Step 2: Descriptive Statistics and Exploratory Data Analysis (EDA)

In this step, I started by analyzing basic statistics to get an overview of the data. This included examining the distribution of customer ages, understanding the gender split, and identifying general spending patterns.

To visualize these insights, I used charts like histograms for age distribution and pie charts for gender breakdown. These initial visualizations helped me summarize the demographics of the customers, giving a clearer picture of the audience and their spending habits.

Step 3: Key Analyses

As we know all good data analysis projects begin with trying to answer questions. Here are some questions which come in my mind by seeing the data.

  • Age Group Analysis: Which age group spends the most?

  • Gender vs. Spending: Do certain genders spend more in specific categories?

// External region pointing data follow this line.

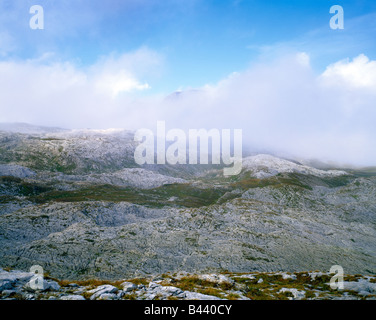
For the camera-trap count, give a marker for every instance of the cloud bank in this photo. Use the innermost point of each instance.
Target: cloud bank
(282, 106)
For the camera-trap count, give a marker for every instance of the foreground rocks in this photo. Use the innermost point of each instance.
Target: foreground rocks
(16, 285)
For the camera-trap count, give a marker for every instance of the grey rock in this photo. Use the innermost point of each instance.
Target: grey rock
(5, 285)
(128, 286)
(108, 296)
(97, 292)
(72, 297)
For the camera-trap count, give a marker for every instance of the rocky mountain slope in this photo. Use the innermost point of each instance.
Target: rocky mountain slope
(18, 285)
(75, 203)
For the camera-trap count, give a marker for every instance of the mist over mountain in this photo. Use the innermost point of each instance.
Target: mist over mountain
(75, 202)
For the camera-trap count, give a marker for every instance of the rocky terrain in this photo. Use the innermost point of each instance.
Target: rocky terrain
(76, 203)
(17, 285)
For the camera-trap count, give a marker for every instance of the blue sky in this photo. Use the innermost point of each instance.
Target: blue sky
(201, 41)
(274, 69)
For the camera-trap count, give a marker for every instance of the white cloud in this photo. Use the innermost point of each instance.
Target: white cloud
(359, 73)
(281, 106)
(59, 93)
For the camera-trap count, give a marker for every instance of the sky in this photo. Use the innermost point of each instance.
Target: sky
(274, 69)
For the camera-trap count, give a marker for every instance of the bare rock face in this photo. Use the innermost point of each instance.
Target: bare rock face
(76, 203)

  • Mall Location Analysis: Identify which mall has the highest Average Transaction Value (ATV).

  • Monthly and Seasonal Trends: Analyze spending by month or season to see if certain times of year have higher sales.

  • Customer Demographics by Mall: Analyze if specific malls attract specific demographics.

    And many other small insights which are in my Ipython notebook that I uploaded in my Github account(https://github.com/RohitKumar-09/Customer-Demographic-Analysis/blob/main/Customer%20Demographic%20Analysis.ipynb)

Key Insights and Results

  • Females buys more then males almost in every category, But as we can see in Clothing, Cosmetics, and Food this are those 3 category that females like the most.

  • The three main category which is popular in shopping malls of Istanbul. Clothing, Shoes, & Technology are the most favorite items across all the age group.

  • Major trend difference in year 2023 where people are not buying as compare to past two years. This is because of the Covid Pandemic which rises from year 2021 to 2023.

  • Seasonal Trends: People tends to buy more in Spring and Winter because its festival time like Ramadan or Christmas.

  • Top-Selling Categories: I found that certain product categories like "Clothing", "Cosmetic" & "Food & Beverages" are the top sellers by quantity. This indicates high customer interest in these categories.

  • Top-Grossing Categories: Categories like "Clothing", "Shoes" and "Technology" might have lower quantities sold but higher revenue, indicating that these are high-value items even if they are purchased less frequently.

Conclusion

This Customer Demographic Analysis provided valuable insights into the shopping patterns of various demographics across Istanbul’s malls. Such insights could help mall management and retailers make informed decisions about inventory and marketing strategies. Future work could involve incorporating predictive analytics to forecast sales trends based on seasonality and customer demographics.